In the future, a man struggles to keep his lunar nightclub out of the hands of the mafia.

Pluto Nash: You blew up my wood bar stools. You know how hard it is to get wood on the moon?
Pluto Nash: What happened?
James: Obviously, you did something stupid.
Dina Lake: What makes you so sure he'll help us out?
Pluto Nash: Oh, he'll help us. He couldn't sing a note if it weren't for me.
Dina Lake: You taught Tony Francis how to sing?
Pluto Nash: No, I convinced a bookie not to pour some acid down his throat.

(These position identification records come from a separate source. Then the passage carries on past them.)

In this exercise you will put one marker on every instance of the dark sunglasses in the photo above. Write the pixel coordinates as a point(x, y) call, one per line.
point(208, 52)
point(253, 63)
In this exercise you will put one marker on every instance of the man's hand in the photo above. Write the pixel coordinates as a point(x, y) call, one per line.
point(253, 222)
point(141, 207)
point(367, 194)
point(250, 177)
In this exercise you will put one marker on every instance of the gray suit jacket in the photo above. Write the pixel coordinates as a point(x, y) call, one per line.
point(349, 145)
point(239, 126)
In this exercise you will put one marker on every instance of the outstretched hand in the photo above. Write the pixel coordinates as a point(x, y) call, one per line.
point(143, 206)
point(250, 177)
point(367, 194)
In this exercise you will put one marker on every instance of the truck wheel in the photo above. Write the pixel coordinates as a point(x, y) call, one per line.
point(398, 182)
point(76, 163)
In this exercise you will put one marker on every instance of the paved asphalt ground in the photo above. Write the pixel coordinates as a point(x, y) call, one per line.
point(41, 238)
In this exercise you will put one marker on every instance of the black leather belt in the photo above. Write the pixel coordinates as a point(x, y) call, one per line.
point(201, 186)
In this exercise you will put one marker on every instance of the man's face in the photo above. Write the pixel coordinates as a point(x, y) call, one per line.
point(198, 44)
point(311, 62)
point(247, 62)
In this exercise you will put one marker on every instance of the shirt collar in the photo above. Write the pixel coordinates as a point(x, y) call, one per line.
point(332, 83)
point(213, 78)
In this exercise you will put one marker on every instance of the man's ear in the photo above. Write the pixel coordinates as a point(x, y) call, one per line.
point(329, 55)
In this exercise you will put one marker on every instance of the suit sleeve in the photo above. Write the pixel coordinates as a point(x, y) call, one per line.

Mogan: Hey Bruno. What are you? A 65?
Bruno: Model 63. Deluxe.
Kelp: 63? Talk about ancient.
Bruno: Your sister didn't seem to mind.
Pluto Nash: You married twins?
Tony Francis: No, I met the perfect woman, so I had her cloned.
Dina Lake: Which one is which?
Tony Francis: Who cares?
Rowland: There's a clone doctor named Runa Pedanken. Made a big name for herself creating an entire basketball team from one old guy.
Pluto Nash: The Air Jordans. Yeah.
Pluto Nash: That's a cryogenic Chihuahua!
Dina Lake: It's a real dog?
Pluto Nash: Oh, yeah, it's very delicate. You know it's illegal to bring pets up here. But I got a friend back in Juarez who knows how to freeze-dry these things. Look at that. It's a girl. Pop that little bitch in the particle wave for two minutes on defrost... she'll be running around the room.
Pluto Nash: So where'd you do your singing back Earth?
Dina Lake: Oh, weddings, bar mitzvahs, reincarnation rituals. The usual gigs.
Pluto Nash: So how's it going with you and Babbet?
Bruno: Me and Babbet? I don't think that's going to happen. I found out that I'm 110 volts and she's a 220.
Pluto Nash: Just go to the hardware store and get an adaptor.
Bruno: Nah. That just ruins it for me.